L’application TOM que nous développons a, entre autres, pour but de vous permettre d’élaborer facilement vos plans d’actions. Vous pouvez nous contacter si vous voulez comprendre comment.

Le Plan de mobilité est bénéfique pour l’entreprise mais est trop souvent vu avec méfiance par les différents acteurs. Pourtant, il permet, in fine, de faire des économies budgétaires pour le salarié et pour l’employeur (réduction de l’impact carbone), d’organiser son entreprise et de s’axer dans une politique RSE réelle et non pas de green washing.

Quelques exemples de plan Plans de mobilité à travers l’Europe

Par exemple, nous vous joignons quelques Plans de mobilité retenus et résumés dans ce tableau par l’Institut d’Aménagement et d’Urbanisme en 2011. Ces exemples datent certes d’il y a 9 ans mais ils correspondent à des problématiques encore bien présentes.

Tableau de 10 Plans de mobilité en Europe
Exemples de Plan de mobilité en Europe selon l’IAU

Une obligation rencontrant peu de succès chez les entreprises

Néanmoins, en 2018, seulement 23% des organisations de plus de 250 salariés avaient réalisé leur plan de mobilité réglementaire. Ainsi, comme l’explique l’étude « Quelle mobilité au travail ? » (Riposte Verte x Ekodev), « en France, si 80% des dirigeants et des salariés jugent indispensable de renforcer la mobilité liée au travail, 70% estiment la tâche compliquée ». En outre, seulement 1 entreprise de plus de 250 salariés sur 3 a nommé un responsable dédié au Plan de Mobilité.

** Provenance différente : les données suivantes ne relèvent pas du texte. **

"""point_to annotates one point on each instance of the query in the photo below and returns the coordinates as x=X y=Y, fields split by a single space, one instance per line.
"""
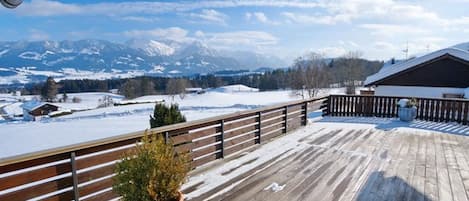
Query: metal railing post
x=305 y=121
x=286 y=118
x=222 y=125
x=76 y=193
x=259 y=116
x=166 y=137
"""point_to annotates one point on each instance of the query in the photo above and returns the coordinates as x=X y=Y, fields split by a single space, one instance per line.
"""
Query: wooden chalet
x=34 y=109
x=441 y=74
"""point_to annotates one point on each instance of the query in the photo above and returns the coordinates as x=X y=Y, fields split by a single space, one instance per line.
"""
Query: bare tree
x=353 y=69
x=309 y=75
x=177 y=86
x=49 y=90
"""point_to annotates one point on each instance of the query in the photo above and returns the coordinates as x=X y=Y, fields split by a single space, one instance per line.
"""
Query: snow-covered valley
x=89 y=122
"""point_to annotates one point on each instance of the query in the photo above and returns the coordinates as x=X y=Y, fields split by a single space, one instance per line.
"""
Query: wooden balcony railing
x=84 y=171
x=428 y=109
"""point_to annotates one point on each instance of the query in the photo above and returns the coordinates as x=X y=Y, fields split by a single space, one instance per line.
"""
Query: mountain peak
x=151 y=47
x=462 y=46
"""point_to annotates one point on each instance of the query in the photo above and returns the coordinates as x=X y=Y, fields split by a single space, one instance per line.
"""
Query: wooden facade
x=45 y=109
x=444 y=71
x=84 y=171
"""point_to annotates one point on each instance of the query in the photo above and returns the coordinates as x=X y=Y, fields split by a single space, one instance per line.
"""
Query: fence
x=428 y=109
x=84 y=171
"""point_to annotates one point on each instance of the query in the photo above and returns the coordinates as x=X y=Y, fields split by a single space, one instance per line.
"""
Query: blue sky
x=380 y=29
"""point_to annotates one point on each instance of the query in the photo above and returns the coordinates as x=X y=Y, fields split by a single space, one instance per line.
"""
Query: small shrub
x=164 y=115
x=154 y=171
x=76 y=100
x=407 y=103
x=350 y=90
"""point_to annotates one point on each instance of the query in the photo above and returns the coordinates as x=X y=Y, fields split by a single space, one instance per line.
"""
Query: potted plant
x=153 y=171
x=407 y=109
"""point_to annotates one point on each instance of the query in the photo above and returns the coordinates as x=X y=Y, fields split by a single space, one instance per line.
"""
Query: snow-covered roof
x=32 y=105
x=396 y=68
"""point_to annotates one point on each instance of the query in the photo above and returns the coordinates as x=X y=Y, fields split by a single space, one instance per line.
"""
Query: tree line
x=308 y=73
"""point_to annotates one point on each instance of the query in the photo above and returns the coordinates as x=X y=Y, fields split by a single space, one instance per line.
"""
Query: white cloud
x=173 y=33
x=210 y=16
x=138 y=19
x=248 y=40
x=316 y=19
x=48 y=8
x=384 y=46
x=36 y=35
x=260 y=17
x=394 y=30
x=51 y=8
x=332 y=51
x=240 y=40
x=248 y=16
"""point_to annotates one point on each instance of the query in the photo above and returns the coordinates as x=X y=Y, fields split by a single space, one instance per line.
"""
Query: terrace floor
x=337 y=159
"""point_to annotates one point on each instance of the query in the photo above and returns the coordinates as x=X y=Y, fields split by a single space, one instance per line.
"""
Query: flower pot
x=407 y=114
x=181 y=196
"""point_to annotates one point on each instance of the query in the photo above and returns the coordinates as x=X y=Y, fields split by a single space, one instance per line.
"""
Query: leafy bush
x=164 y=115
x=350 y=89
x=407 y=103
x=153 y=171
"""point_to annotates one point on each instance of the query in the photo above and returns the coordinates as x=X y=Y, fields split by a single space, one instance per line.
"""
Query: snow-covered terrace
x=345 y=158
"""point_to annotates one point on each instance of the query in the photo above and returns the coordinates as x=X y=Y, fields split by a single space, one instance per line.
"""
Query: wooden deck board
x=348 y=164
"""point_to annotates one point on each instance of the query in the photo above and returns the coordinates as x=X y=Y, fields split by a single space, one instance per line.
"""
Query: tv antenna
x=406 y=50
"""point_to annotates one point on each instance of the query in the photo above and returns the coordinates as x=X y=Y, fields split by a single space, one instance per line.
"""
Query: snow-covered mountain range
x=24 y=61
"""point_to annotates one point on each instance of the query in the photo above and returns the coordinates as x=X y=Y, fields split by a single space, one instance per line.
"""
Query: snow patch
x=235 y=88
x=30 y=55
x=275 y=187
x=4 y=52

De plus, les entreprises ne communiquent que ponctuellement sur les différents moyens mis en place.

Cependant, le coût de création des infrastructures et la mentalité à changer sont deux grands freins à la mise en place d’un Plan de mobilité, notamment pour les plus petites entreprises.

Une amende important pour les réfractaires

Néanmoins, la non-conformité réglementaire entraîne l’impossibilité de bénéficier des subventions de l’Ademe, la non-certification ISO14001 et une amende de 15 000€ (et 1 500€ par jour de retard non rendu du Plan de mobilité).